Metadata¶
This is the documentation which describes the Artemis metadata model(s) and the Cronus metadata service. Artemis metadata schemas are implemented in protobufs.
In order to ensure flexibility, reproducibility and to separate the definition of the BPM from the execution, Artemis requires a metadata model with a persistent representation. The persistent, serialized metadata must be flexible to work with, to store, and to use within Artemis and other applications. The Artemis metadata model must be able to support external application development and use within a scalable data production infrastructure.
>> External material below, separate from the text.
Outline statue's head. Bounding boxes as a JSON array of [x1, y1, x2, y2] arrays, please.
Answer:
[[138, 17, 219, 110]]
Artemis metadata model is defined in the google protobuf messaging format. Protocol buffers are language-neutral, platform-neutral, extensible mechanism for serializing structured data – think XML, but smaller, faster, and simpler. Protocol buffers were developed by Google to support their infrastructure for service and application communication. Protobuf message format enables Artemis to define how to stucture metadata once, then special source code is generated to easily write and read the structured metadata to and from a variety of data streams and using a variety of languages. (Google developor pages). Protobuf messages can be read with reflection without a schema, making the format extremely flexible in terms of application development, use and persistency. The serialized protobuf is a bytestring, in other words a BLOB (binary large object), which is a flexible, lightweight storage mechanism for metadata. The language-neutral message format implies that any application can be built to interact with the data, while the BLOB simplifies storage. The messages can be persisted simply as files on a local filesystem, or for improved metadata management the messages can be cataloged in a simple key-value store. Applications can persist and retrieve configurations using a key.
The idea of persisting the configuration as well as managing the state of Artemis derived from experimentation with the Pachyderm data science workflow tool and Kubernetes. Moreover, Arrow intends to develop secure, over the wire message transport layer in the Arrow Flight project using gRPC and protobuf. Artemis can leverage Arrow Flight along with gRPC to build scalable, secure, data processing architecture that can be flexible for cloud-native and HPC deployments.
Artemis Information Management Model¶
Artemis Metadata Model¶
The Artemis metadata model has three primary components: 1. The defintion of the data processing job, i.e. all the required metadata to execute a business process model.
Defintion of the data source or source(s)
Definition of business process model for that particular data source(s)
The configuration of algorithms, tools, and services required to execute the business process model
Job processing metadata, i.e. metadata required to support the execution of the BPM and to retain data provenance.
The current state of the job
Metadata related to the raw data source
Metadata associating raw input data, intermediate data and output data (provenance)
Summary metadata
Statistical information gathered during the processing of the data
Cost information (timing disrtibutions) for processing stages, algorithm and tool execution
Detailed information on the model can be found in the Appendix.